Esa misma tarde, aun con mis botas de jardín, mi sombrero para el sol, y guantes de jardinería puestos, caminé hacia el establo, que por cierto se encontraba vacío y con algo de heno viejo. El exterior está pintado de blanco y las grandes bigas que lo sostenían, de color verde oscuro, aunque ya se ve algo gastado. Me gusta, quizás debería considerar adquirir un caballo.
“No hay ningún caballo aquí” Escuche su voz detrás de mí.
“¡Ah!¡Profesor!” Esta vez debo admitir que di todo un brinco girando hacia atrás por la sorpresa que me di.
“Mil disculpas señorita Georgin” El profesor entro haciendo un pequeño ademan con su mano.

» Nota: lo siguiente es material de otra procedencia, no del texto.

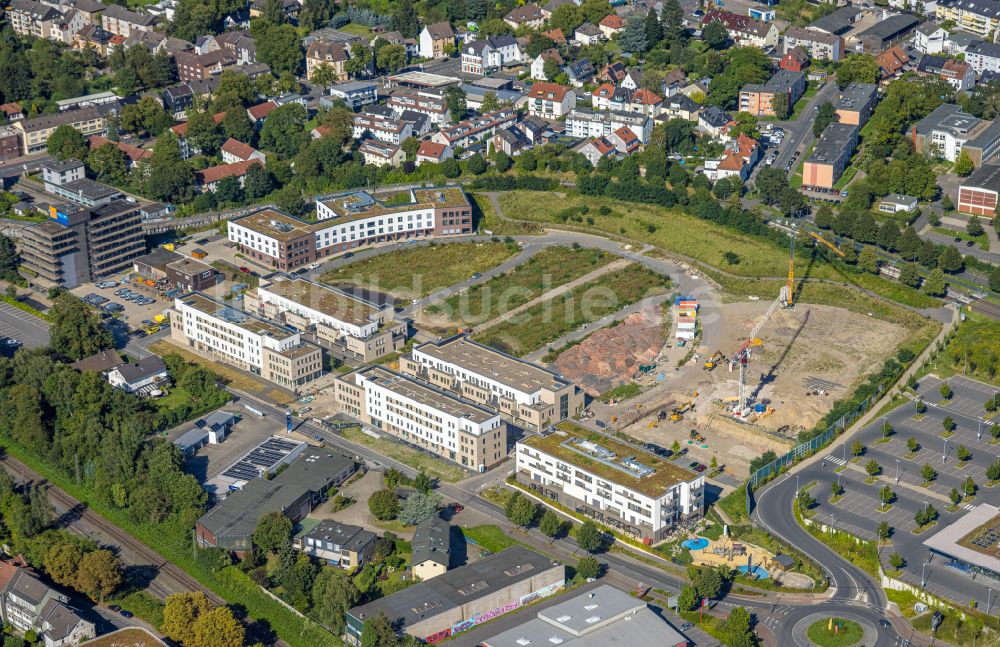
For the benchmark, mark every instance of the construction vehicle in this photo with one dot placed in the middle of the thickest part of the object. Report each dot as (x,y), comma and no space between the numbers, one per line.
(714,360)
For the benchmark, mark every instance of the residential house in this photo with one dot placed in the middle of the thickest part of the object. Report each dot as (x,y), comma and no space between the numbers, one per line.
(433,152)
(333,55)
(550,100)
(435,38)
(529,15)
(379,153)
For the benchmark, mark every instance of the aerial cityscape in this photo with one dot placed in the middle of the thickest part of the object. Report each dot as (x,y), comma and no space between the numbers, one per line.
(592,323)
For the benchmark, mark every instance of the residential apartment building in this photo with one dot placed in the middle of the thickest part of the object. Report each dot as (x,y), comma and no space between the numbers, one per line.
(637,493)
(550,100)
(274,352)
(357,327)
(831,155)
(338,544)
(949,130)
(818,44)
(526,394)
(582,123)
(348,221)
(759,98)
(423,415)
(332,55)
(426,101)
(978,193)
(980,17)
(35,132)
(78,244)
(470,131)
(856,103)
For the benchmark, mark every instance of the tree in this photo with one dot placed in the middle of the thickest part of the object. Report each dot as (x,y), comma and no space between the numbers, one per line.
(454,98)
(66,142)
(419,506)
(520,510)
(218,628)
(589,537)
(934,283)
(550,524)
(180,612)
(333,594)
(99,574)
(384,504)
(963,164)
(273,532)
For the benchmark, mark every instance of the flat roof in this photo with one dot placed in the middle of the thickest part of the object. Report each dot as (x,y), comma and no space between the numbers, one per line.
(240,318)
(426,394)
(974,538)
(457,587)
(566,444)
(491,363)
(330,301)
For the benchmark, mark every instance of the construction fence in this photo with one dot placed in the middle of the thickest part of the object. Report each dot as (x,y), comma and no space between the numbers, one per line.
(807,448)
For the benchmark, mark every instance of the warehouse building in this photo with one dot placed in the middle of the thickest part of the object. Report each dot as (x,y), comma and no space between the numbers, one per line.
(463,598)
(526,394)
(639,494)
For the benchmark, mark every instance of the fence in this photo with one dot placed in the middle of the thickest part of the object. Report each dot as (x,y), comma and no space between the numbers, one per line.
(807,448)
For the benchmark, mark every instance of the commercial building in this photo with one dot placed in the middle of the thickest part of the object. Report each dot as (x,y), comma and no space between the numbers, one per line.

“Bueno, eso es más que evidente profesor, pero ya dejé de asustarme así, que no se le vaya volver costumbre.” Dije retirando mis guantes y sosteniéndolos con una sola mano.
“Nuevamente lo siento, señorita Georgin.”
“Descanse profesor, solo estoy bromeando con usted.” Guarde mis guantes en el bolsillo de mi delantal. “Usted no tiene un caballo profesor? ¿cómo va y viene del pueblo?”
“De la misma manera en que lo hace usted señorita Georgin.” Afirmó con franqueza.
“¿A pie? ¿No le toma mucho tiempo así?” La verdad me preguntaba por qué no tenía uno, quiero decir, es un doctor puede permitirse tener al menos uno, además es necesario para desplazarse rápidamente “¿No sería mejor tener un caballo?” Nuevamente me di cuenta de que mi boca estaba siendo más rápida que mis pensamientos. “Discúlpeme, no quería ser entrometida”
“Por favor, no se preocupe. Lo cierto es que estoy pensando en comprar uno.”
“La verdad yo también, he estado ahorrando para comprar un caballo y una carreta para facilitar mi trabajo, pero tendrá que ser después del invierno, este no es un buen tiempo para la jardinería.”